Comme le verre contient très peu d’eau, les examens sont difficiles. On peut aujourd’hui y parvenir en utilisant des microsondes/spectromètres à faisceaux d’électrons et/ou des microsondes/spectromètres à faisceaux d’ions, suivant une très délicate préparation des échantillons pour éviter toute contamination, très risquée compte tenu des masses extrêmement petites qui sont examinées.
L’étude en référence porte sur le verre de trois météorites identifiées comme martiennes (shergottites du groupe « SNC »), Y98, EETA79, LAR06, distinctes dans leur composition chimique en termes d’éléments radioactifs et distinctes dans leur âge (cristallisation et éjection). Cela permet d’obtenir des informations sur différents endroits en surface à différentes époques.
Il est surprenant de constater que les valeurs du rapport D/H dans ces minéraux de surface (verres) sont très proches, homogènes, dans les trois météorites, indépendamment du rapport isotopique, variable, D/H de leur composante magmatique et de celui du rapport D/H de l’eau présente dans l’atmosphère.

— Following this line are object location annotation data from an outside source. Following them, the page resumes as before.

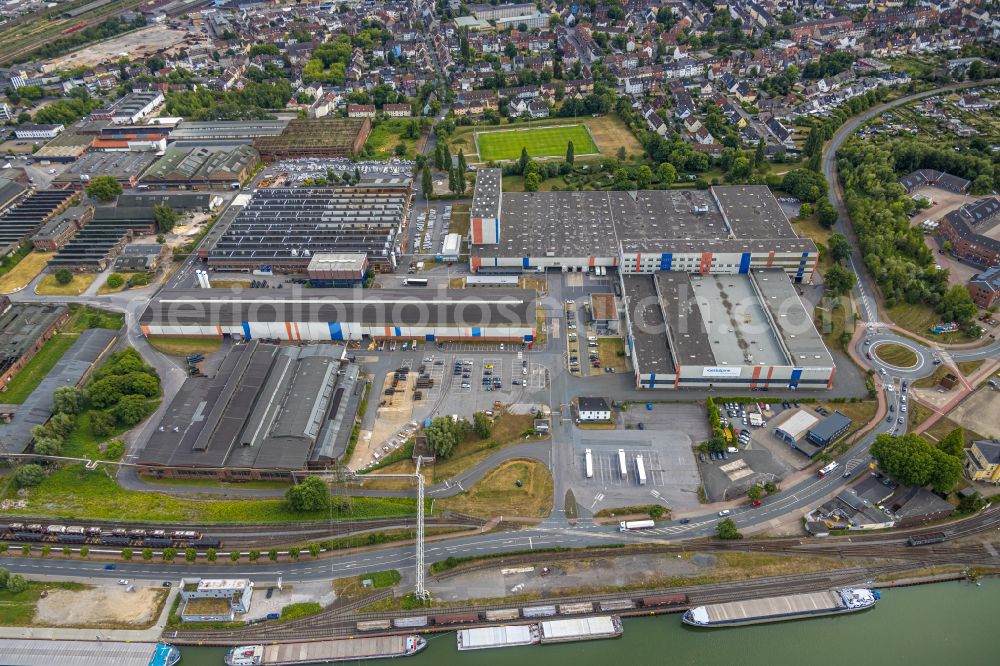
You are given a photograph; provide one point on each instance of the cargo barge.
(779, 609)
(29, 652)
(485, 638)
(580, 629)
(325, 652)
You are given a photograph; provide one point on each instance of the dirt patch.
(100, 606)
(136, 45)
(980, 412)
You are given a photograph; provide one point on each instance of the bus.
(829, 468)
(640, 470)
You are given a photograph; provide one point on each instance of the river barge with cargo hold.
(779, 609)
(325, 652)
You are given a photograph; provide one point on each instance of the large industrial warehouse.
(280, 229)
(322, 315)
(707, 277)
(730, 229)
(266, 412)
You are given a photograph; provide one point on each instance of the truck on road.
(635, 525)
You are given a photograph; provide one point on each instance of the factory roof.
(121, 165)
(374, 307)
(649, 339)
(790, 319)
(734, 322)
(266, 407)
(726, 219)
(486, 198)
(338, 261)
(232, 130)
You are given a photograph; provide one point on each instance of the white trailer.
(632, 525)
(640, 470)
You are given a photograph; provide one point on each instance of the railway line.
(900, 557)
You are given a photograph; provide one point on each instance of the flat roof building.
(324, 315)
(280, 229)
(268, 411)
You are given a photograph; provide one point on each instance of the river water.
(937, 625)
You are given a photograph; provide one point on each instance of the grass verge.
(497, 493)
(34, 372)
(896, 355)
(18, 610)
(48, 286)
(73, 492)
(20, 273)
(919, 318)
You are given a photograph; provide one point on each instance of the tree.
(115, 281)
(666, 173)
(104, 188)
(838, 280)
(532, 182)
(954, 443)
(481, 425)
(64, 276)
(102, 423)
(16, 584)
(131, 409)
(66, 400)
(165, 216)
(442, 435)
(28, 476)
(827, 213)
(311, 494)
(643, 176)
(726, 529)
(427, 183)
(740, 169)
(912, 461)
(839, 247)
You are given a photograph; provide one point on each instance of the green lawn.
(897, 355)
(540, 142)
(18, 610)
(32, 374)
(76, 493)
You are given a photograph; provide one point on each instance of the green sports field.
(540, 142)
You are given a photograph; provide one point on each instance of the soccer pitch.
(540, 142)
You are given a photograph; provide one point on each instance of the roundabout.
(897, 355)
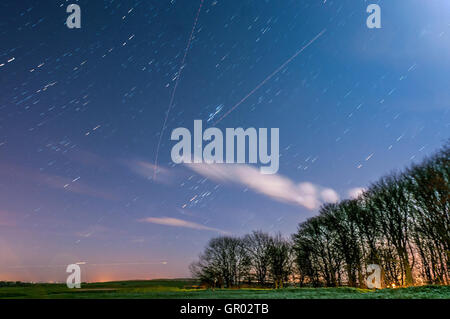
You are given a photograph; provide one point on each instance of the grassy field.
(179, 289)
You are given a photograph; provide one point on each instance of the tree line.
(401, 223)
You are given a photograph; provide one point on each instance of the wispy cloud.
(175, 222)
(36, 178)
(274, 186)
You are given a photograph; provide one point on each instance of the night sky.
(82, 111)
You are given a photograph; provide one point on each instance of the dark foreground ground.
(183, 289)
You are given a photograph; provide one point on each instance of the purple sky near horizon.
(81, 112)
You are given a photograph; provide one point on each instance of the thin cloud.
(146, 170)
(274, 186)
(175, 222)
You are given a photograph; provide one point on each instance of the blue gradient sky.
(81, 112)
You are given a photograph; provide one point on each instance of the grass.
(179, 289)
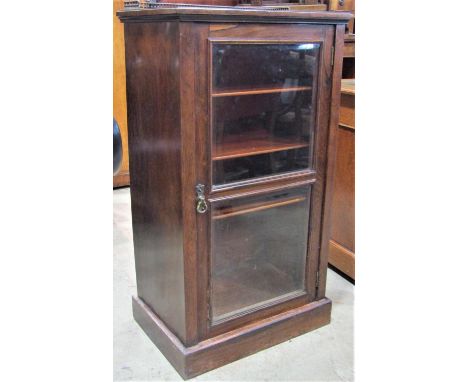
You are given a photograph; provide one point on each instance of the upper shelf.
(263, 90)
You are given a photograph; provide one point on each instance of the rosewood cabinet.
(341, 251)
(231, 115)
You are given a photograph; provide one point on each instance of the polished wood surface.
(248, 146)
(170, 129)
(227, 93)
(155, 151)
(120, 97)
(234, 14)
(341, 245)
(229, 347)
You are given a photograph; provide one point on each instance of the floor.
(322, 355)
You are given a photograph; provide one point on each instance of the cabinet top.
(200, 13)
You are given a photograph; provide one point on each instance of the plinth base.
(231, 346)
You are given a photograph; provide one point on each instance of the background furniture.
(231, 165)
(122, 178)
(341, 254)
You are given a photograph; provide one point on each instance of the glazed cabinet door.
(267, 100)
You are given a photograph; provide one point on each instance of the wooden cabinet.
(341, 253)
(120, 99)
(232, 118)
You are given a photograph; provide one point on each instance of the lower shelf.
(248, 288)
(231, 346)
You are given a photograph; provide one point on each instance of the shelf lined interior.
(263, 90)
(262, 109)
(259, 247)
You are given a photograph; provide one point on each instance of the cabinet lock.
(202, 207)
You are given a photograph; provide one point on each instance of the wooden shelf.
(255, 207)
(254, 143)
(243, 289)
(264, 90)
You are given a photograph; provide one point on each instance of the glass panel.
(263, 109)
(258, 251)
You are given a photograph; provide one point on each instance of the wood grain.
(342, 230)
(120, 98)
(152, 59)
(168, 69)
(227, 93)
(228, 347)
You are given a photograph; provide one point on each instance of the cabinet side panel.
(152, 62)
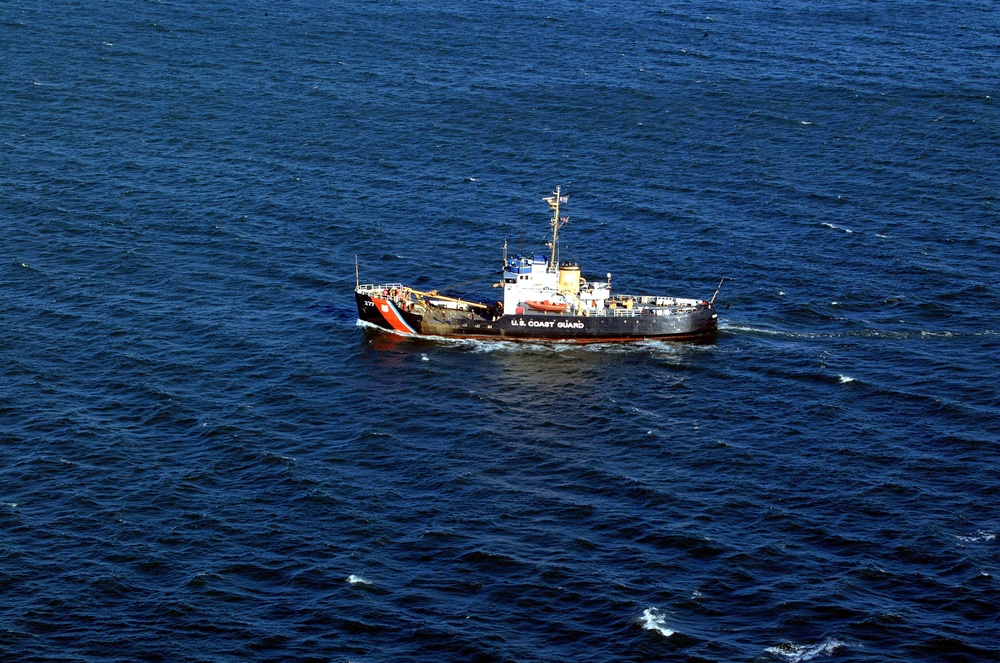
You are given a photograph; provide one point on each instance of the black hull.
(699, 324)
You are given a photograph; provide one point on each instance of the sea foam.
(653, 619)
(790, 651)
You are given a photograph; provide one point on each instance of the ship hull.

Cela témoigne d’une grande homogénéité de l’eau de surface sur toute la planète durant une très longue période. Mais dans quel réservoir se trouve-t-elle? Les auteurs de la note présentent deux hypothèses : soit des roches hydratées de la croûte soit des strates de glace dans le sol (dans les deux cas elle est par définition à l’abri de la sublimation qu’elle subirait en surface).

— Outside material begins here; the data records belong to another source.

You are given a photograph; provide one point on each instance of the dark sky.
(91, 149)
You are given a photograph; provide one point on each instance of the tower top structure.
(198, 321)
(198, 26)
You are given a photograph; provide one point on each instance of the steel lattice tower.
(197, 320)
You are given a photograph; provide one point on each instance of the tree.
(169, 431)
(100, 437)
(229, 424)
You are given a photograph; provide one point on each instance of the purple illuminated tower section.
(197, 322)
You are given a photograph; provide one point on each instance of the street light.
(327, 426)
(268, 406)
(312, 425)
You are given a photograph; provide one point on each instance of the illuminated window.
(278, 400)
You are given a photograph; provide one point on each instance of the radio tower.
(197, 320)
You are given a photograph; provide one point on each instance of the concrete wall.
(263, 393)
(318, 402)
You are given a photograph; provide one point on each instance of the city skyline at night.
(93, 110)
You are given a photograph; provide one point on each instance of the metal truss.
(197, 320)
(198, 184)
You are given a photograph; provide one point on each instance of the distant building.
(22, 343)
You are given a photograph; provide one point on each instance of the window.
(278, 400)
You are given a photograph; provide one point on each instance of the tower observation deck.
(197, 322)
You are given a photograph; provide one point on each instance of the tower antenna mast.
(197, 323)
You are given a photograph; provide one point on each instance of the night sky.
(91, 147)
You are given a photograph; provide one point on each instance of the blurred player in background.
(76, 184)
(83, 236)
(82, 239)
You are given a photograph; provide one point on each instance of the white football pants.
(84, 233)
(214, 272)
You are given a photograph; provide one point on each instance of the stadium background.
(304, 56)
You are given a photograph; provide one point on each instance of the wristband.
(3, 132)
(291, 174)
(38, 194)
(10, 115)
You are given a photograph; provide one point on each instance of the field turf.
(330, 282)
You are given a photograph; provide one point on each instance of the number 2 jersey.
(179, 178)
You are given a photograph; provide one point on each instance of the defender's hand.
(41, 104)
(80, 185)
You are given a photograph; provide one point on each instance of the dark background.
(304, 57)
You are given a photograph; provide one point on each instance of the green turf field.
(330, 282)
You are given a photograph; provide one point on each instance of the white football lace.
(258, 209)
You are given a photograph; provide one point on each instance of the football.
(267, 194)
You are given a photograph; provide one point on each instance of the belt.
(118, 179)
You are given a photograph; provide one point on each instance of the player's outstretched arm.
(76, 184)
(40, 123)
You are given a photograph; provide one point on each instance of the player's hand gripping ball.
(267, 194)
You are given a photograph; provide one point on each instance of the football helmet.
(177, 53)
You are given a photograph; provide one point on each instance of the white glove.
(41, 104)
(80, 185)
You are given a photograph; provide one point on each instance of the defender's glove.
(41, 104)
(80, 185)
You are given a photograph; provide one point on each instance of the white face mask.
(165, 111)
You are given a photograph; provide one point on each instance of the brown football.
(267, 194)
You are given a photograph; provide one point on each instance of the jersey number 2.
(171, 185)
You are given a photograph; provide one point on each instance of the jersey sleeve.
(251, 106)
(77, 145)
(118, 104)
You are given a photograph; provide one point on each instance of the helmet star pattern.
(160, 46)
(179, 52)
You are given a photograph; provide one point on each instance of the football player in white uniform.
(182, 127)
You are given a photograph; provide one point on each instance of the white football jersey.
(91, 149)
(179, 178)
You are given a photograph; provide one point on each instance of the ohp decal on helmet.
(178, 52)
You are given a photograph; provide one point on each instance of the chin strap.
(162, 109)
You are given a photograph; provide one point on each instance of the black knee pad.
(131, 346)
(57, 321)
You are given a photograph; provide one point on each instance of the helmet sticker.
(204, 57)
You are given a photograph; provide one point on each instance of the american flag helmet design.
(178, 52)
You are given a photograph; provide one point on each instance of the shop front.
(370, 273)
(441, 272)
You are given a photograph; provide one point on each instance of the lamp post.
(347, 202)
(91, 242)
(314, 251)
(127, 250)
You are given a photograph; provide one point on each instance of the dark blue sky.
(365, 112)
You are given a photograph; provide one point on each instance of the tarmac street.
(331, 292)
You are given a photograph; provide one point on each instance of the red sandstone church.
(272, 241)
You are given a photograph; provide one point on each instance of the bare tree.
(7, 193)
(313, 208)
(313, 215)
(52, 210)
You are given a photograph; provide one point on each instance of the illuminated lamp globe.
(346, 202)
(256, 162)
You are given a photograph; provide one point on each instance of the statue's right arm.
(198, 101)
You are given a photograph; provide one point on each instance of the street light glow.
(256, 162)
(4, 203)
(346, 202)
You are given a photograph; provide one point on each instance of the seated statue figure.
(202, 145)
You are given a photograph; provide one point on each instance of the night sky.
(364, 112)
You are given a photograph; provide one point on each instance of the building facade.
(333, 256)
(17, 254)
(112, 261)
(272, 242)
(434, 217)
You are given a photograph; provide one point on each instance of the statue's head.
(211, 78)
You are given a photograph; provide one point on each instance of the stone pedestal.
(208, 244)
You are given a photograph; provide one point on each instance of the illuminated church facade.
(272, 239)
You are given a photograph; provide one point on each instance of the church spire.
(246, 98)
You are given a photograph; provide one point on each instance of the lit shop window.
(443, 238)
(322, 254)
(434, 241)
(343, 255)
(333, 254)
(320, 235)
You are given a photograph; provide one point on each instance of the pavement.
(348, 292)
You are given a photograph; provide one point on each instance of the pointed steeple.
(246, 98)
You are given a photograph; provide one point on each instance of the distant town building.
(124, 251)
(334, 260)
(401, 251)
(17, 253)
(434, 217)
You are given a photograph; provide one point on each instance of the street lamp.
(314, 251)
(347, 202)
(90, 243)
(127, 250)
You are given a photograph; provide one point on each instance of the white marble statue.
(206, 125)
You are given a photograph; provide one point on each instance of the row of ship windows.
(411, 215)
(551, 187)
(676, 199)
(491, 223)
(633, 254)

La première hypothèse résulterait d’une hydratation très ancienne de roches superficielles (argiles) qui auraient ensuite gardé leur contenu en eau.
La seconde hypothèse suggère des couches de glace alternant avec des couches de sédiments divers. Dans ce cas la glace devrait avoir au moins trente mètres d’épaisseur pour conserver des rapports isotopiques spécifiques (différents de ceux de la glace exposée à la surface). C’est l’hypothèse la plus probable compte tenu que la concentration d’eau semble non corrélée avec celle de certains corps volatils tels que le chlore. Cela permettrait aussi un réapprovisionnement constant d’eau dans l’atmosphère malgré les pertes atmosphériques (la glace du sous sol percolant vers la surface, où elle est sublimée).
Dans les deux cas, les rapports D/H des météorites sont du type « moyen » que l’on retrouve dans le sol des grandes plaines du Nord. C’est aussi dans ces plaines que Mouginot et al.** ont remarqué en 2012 une diélectricité basse du sous-sol (entre 60 et 80 mètres) exprimant une eau présente ou passée (porosité subsistante). Par ailleurs, puisque les météorites sont relativement récentes, elles pourraient provenir des grands volcans du Nord qui ont été les derniers actifs sur Mars (Tharsis, Elysium) et des régions alentour, situées à l’intérieur des lignes de rivages de l’océan boréal putatif.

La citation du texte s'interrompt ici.